Se clama y es mayoría, por ahora, que el animal se cría para después comérselo.

Llevaba ya tiempo rumiando en dejar de comer carne muerta; una carne que antes de llegar al plato, ha tenido que padecer un maltrato. Llega un momento en el que, pensando en ello, deja de entrarte tan fácilmente por la boca. Recuerdo que la gota para decidirme del todo a dar el paso fue un día, justo en navidades también, que fui al mercado a comprar el pollo (cambiamos pavo por pollo hace tiempo) para rellenarlo y agasajar a mi gente en casa en la familiar cena.

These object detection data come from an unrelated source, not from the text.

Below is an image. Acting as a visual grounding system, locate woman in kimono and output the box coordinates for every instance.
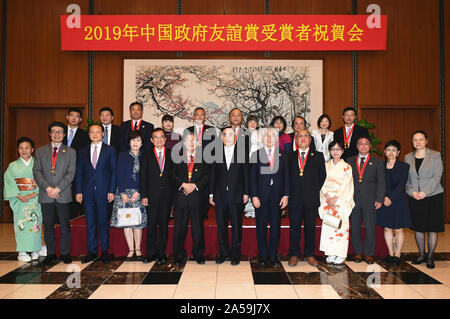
[3,137,42,262]
[319,141,355,265]
[311,114,334,162]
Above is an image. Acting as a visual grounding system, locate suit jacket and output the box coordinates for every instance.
[140,148,174,205]
[209,145,249,204]
[405,148,444,196]
[333,124,369,161]
[172,148,211,208]
[289,148,327,208]
[63,127,91,152]
[250,147,289,204]
[33,144,77,204]
[120,120,154,152]
[347,156,386,207]
[105,124,122,154]
[75,143,117,201]
[284,132,316,153]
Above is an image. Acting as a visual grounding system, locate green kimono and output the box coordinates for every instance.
[3,157,42,252]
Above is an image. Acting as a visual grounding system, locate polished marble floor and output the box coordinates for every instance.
[0,224,450,299]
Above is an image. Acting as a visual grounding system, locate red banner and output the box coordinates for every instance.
[61,15,387,51]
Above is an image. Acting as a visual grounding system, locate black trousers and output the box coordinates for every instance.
[173,207,205,258]
[216,201,243,257]
[146,200,172,257]
[255,191,281,258]
[289,204,318,257]
[41,202,70,255]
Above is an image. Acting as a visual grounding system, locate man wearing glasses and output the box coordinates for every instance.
[33,122,77,264]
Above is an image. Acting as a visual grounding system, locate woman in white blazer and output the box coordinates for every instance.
[405,131,444,269]
[311,114,333,162]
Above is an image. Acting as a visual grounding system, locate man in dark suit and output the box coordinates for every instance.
[285,115,316,152]
[63,108,90,219]
[250,127,289,266]
[288,130,327,267]
[209,127,249,266]
[139,128,173,265]
[333,106,369,161]
[120,101,154,152]
[172,133,210,265]
[183,107,217,219]
[33,122,77,264]
[98,107,121,154]
[75,124,117,264]
[63,107,90,152]
[347,137,386,264]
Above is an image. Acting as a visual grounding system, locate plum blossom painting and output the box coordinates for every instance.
[123,59,323,131]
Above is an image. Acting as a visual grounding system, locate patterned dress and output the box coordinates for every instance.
[319,159,355,258]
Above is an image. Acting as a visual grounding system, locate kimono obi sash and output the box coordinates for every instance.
[16,178,37,191]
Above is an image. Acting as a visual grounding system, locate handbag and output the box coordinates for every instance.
[323,212,342,229]
[117,207,142,227]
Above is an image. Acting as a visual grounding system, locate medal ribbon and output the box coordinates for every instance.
[356,154,370,182]
[153,147,166,175]
[342,124,355,147]
[298,150,310,176]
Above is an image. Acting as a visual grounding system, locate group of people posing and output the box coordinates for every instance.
[4,102,444,268]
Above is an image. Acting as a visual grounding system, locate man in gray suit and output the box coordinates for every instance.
[33,122,77,264]
[347,137,386,264]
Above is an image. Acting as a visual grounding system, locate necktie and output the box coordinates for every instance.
[67,130,73,146]
[102,126,109,145]
[92,146,97,169]
[359,157,366,168]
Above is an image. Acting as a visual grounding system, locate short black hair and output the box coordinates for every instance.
[161,114,174,123]
[317,114,331,129]
[384,140,401,151]
[270,115,287,131]
[98,106,114,116]
[130,101,144,111]
[342,106,356,116]
[48,121,66,133]
[152,127,166,137]
[328,140,344,150]
[411,130,428,139]
[291,115,306,128]
[128,131,144,143]
[17,136,34,149]
[67,107,83,118]
[88,123,105,133]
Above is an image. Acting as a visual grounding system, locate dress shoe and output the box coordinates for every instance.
[61,255,72,265]
[354,254,362,264]
[288,256,298,267]
[305,257,319,267]
[100,253,111,265]
[81,253,97,264]
[146,256,156,264]
[42,255,56,265]
[258,257,267,267]
[269,257,281,267]
[412,256,427,265]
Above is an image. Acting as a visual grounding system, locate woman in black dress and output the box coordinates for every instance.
[405,131,444,268]
[377,140,411,264]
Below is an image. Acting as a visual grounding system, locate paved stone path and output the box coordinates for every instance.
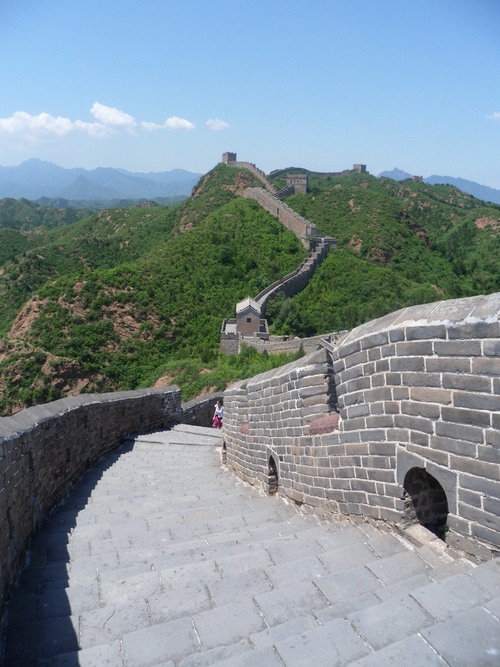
[5,426,500,667]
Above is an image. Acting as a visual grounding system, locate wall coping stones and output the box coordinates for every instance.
[223,293,500,558]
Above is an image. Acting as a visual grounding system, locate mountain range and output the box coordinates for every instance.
[378,167,500,204]
[0,159,202,202]
[0,163,500,421]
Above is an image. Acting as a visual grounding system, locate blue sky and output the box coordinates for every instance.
[0,0,500,188]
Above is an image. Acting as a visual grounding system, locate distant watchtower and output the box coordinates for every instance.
[222,153,238,164]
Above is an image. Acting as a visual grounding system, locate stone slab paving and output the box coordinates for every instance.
[4,425,500,667]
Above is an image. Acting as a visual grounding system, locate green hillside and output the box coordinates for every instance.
[267,174,500,335]
[0,165,500,414]
[0,197,90,230]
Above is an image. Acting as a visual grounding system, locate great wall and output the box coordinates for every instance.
[0,155,500,656]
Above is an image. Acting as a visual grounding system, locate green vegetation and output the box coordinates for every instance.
[0,165,500,414]
[0,197,90,230]
[266,174,500,335]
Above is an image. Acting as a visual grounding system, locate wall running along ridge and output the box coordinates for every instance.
[223,293,500,559]
[0,386,222,636]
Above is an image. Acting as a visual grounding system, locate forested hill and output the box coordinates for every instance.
[0,164,500,414]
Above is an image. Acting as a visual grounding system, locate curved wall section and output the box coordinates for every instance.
[0,387,182,626]
[224,294,500,559]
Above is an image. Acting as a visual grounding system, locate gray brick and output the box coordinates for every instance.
[337,340,361,359]
[394,415,434,434]
[430,436,477,458]
[368,347,381,361]
[441,406,491,428]
[477,444,500,465]
[410,387,452,405]
[425,357,468,373]
[385,373,402,386]
[448,322,500,340]
[406,324,446,340]
[472,357,500,376]
[450,455,500,480]
[436,422,484,444]
[478,338,500,357]
[471,523,500,547]
[365,387,392,403]
[410,431,432,447]
[401,401,441,419]
[453,392,500,412]
[459,475,500,499]
[434,340,481,357]
[396,340,433,357]
[443,373,495,393]
[361,331,389,350]
[485,428,500,449]
[390,357,425,373]
[401,372,441,387]
[458,489,482,507]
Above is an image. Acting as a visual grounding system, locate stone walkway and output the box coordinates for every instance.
[5,426,500,667]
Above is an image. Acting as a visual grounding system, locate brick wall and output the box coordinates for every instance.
[243,188,317,243]
[255,237,336,316]
[224,294,500,558]
[0,386,220,631]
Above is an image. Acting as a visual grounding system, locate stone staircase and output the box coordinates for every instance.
[4,425,500,667]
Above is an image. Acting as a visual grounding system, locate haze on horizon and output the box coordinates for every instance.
[0,0,500,189]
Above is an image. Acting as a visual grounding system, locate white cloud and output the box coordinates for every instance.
[141,116,195,132]
[0,102,195,142]
[163,116,194,130]
[207,118,229,132]
[0,111,74,136]
[141,120,163,132]
[90,102,137,130]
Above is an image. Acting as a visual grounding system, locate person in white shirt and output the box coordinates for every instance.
[213,398,224,428]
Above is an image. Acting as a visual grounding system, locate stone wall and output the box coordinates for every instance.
[243,188,317,245]
[255,237,336,317]
[226,160,276,193]
[0,387,220,631]
[238,331,347,354]
[223,293,500,559]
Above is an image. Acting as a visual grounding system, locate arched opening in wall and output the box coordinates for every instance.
[403,468,448,539]
[267,456,278,496]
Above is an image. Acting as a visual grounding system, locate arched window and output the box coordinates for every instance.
[403,468,448,539]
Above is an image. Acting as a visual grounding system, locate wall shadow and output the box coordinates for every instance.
[0,440,134,667]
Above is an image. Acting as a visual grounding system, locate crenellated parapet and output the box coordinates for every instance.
[224,293,500,560]
[0,386,220,634]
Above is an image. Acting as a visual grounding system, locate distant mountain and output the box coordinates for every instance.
[424,175,500,204]
[378,167,500,204]
[0,159,202,201]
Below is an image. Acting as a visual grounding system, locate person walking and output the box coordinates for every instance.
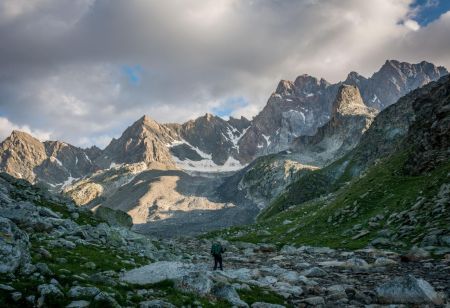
[211,242,225,271]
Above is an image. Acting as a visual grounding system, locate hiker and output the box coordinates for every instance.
[211,242,225,271]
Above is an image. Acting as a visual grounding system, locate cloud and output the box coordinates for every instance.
[0,0,450,146]
[0,117,51,141]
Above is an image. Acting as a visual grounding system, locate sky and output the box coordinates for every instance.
[0,0,450,147]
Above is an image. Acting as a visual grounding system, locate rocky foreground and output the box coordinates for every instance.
[0,175,450,307]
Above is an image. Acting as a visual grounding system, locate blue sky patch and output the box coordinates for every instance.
[411,0,450,27]
[211,96,249,118]
[122,65,144,86]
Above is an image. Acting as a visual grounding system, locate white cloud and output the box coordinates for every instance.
[404,19,420,31]
[0,0,450,146]
[0,117,51,141]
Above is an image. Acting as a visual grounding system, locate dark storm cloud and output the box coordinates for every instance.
[0,0,450,145]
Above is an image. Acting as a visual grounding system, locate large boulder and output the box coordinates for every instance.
[121,261,194,285]
[175,272,213,296]
[94,206,133,228]
[376,275,442,305]
[0,217,31,274]
[212,284,248,307]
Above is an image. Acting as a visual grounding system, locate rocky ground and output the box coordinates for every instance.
[0,175,450,307]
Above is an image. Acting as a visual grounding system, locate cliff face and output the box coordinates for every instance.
[292,85,377,166]
[95,116,178,169]
[238,60,448,162]
[0,131,96,188]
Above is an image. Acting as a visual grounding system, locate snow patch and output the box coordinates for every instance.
[83,153,92,164]
[224,125,250,153]
[262,134,271,146]
[372,94,380,103]
[59,175,78,189]
[50,156,63,167]
[166,139,212,159]
[172,156,245,172]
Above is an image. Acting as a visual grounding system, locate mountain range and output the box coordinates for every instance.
[0,60,448,233]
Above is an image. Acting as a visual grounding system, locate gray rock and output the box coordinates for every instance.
[121,261,194,284]
[251,302,285,308]
[0,217,31,274]
[38,284,64,306]
[94,292,120,308]
[375,275,442,305]
[11,292,22,302]
[301,267,328,277]
[36,263,53,275]
[302,296,325,306]
[67,286,100,298]
[139,299,176,308]
[82,262,97,270]
[373,257,397,266]
[175,272,213,296]
[66,300,91,308]
[0,284,15,292]
[402,247,430,261]
[345,258,369,268]
[212,285,248,307]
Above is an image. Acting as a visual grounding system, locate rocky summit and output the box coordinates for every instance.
[0,60,450,308]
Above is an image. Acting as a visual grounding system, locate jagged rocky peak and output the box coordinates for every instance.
[95,115,177,168]
[275,80,295,96]
[294,74,321,95]
[227,116,251,131]
[344,71,367,85]
[332,84,368,116]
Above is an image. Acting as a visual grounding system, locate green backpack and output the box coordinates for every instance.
[211,243,222,255]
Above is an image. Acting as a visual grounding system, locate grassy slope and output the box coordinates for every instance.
[0,181,284,307]
[211,153,450,249]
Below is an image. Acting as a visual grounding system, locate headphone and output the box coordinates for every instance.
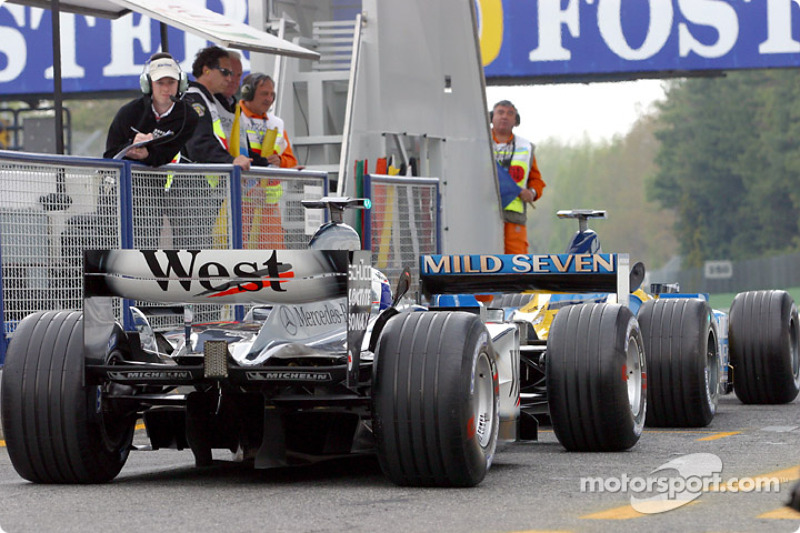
[241,73,274,102]
[489,100,520,126]
[139,52,189,97]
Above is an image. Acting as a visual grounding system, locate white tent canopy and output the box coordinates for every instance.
[5,0,319,154]
[7,0,319,59]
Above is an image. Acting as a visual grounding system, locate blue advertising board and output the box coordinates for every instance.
[0,0,800,97]
[476,0,800,84]
[0,0,248,98]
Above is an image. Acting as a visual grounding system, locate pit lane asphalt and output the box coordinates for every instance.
[0,397,800,533]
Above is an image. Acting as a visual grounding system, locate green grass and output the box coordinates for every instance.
[709,287,800,311]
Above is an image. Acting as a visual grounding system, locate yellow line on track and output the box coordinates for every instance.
[697,431,741,441]
[581,465,800,520]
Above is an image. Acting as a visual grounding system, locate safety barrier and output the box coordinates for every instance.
[0,150,439,364]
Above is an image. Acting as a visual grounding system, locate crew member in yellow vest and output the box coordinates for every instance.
[230,73,297,249]
[169,46,251,249]
[489,100,545,254]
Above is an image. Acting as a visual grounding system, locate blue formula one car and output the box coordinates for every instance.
[421,210,800,451]
[2,198,498,486]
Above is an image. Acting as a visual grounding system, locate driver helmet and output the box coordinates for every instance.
[308,222,361,251]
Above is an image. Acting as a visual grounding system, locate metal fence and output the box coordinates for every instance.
[0,150,439,363]
[676,254,800,294]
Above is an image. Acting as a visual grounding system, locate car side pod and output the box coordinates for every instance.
[371,311,499,487]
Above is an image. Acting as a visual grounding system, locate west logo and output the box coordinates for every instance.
[141,250,293,297]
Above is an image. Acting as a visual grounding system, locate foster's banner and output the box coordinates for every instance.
[476,0,800,83]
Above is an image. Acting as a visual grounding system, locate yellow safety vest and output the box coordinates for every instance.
[494,135,535,213]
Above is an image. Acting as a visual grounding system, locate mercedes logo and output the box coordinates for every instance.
[280,307,297,337]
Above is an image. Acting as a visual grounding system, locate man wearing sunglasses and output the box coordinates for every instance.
[183,46,251,170]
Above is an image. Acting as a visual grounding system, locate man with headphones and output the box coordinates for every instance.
[489,100,545,254]
[183,46,250,169]
[103,52,198,166]
[231,72,297,168]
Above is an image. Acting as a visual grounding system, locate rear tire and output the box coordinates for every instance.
[372,312,499,487]
[638,299,720,427]
[728,291,800,404]
[546,304,647,451]
[2,311,135,483]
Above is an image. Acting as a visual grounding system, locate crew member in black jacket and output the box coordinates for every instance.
[103,52,198,166]
[183,46,251,170]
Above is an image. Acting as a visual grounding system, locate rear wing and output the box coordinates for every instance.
[419,254,630,305]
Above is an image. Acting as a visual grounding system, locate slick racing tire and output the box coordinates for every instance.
[728,291,800,404]
[1,311,135,483]
[638,299,720,427]
[372,312,500,487]
[545,304,647,451]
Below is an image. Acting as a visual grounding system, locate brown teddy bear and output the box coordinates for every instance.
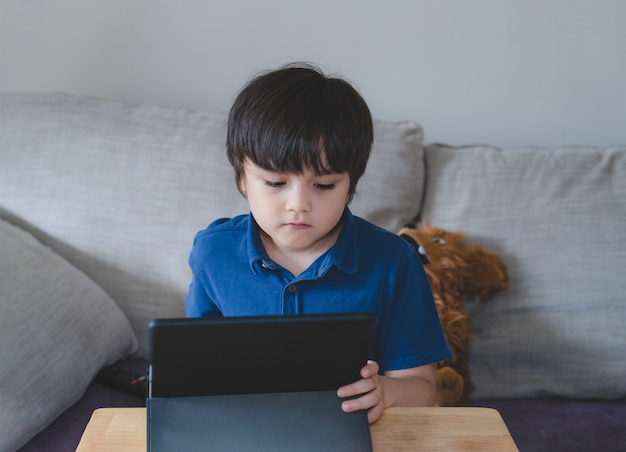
[398,223,508,406]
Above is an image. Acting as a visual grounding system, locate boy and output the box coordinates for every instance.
[186,61,451,423]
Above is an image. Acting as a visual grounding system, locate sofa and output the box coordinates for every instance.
[0,93,626,451]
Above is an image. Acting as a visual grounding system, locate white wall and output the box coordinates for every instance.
[0,0,626,146]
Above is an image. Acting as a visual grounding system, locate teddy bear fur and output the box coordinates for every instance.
[398,222,508,406]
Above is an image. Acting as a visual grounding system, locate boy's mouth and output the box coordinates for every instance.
[286,223,309,229]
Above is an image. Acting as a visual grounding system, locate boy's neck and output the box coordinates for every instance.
[259,221,343,276]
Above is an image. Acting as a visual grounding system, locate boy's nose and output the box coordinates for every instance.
[286,187,311,212]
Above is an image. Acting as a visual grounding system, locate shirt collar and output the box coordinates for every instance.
[247,207,358,277]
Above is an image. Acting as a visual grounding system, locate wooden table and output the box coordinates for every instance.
[77,407,517,452]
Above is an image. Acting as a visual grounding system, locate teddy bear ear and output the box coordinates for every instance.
[466,246,509,302]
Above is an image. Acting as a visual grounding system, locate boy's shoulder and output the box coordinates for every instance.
[195,214,250,241]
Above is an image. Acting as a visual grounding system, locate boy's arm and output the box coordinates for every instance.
[337,361,436,423]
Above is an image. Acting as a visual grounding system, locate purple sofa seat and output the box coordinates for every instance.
[471,397,626,452]
[20,359,626,452]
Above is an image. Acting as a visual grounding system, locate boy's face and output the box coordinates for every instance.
[239,160,350,256]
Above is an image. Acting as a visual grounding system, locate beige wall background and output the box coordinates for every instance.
[0,0,626,146]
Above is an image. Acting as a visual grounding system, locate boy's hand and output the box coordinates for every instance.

No me preguntes por qué porque todavía no tendría una respuesta convincente ni hice por tenerla, pero no me gusta nada ver imágenes de películas en las que introducen o sacan a los cadáveres de las neveras oscuras, largas y frías esperando un reconocimiento o una autopsia o vete tú a saber qué cosa. Pues cuando llegué al mercado, al no encontrar aparcamiento, dejé el coche en doble fila y delante mía había un camión que transportaba mercancía. Todavía yo dentro del coche y el chaval que abre las puertas de par en par y esa nevera gigante estaba llena de pollos y pavos colocados en pisos y en bandejas como bollos de pan en una tahona. Carne muerta rellena de una mala vida.

Soy vegana por amor a los animales y principalmente al animal más bello conocido, a mi hija, que en este tema es la maestra.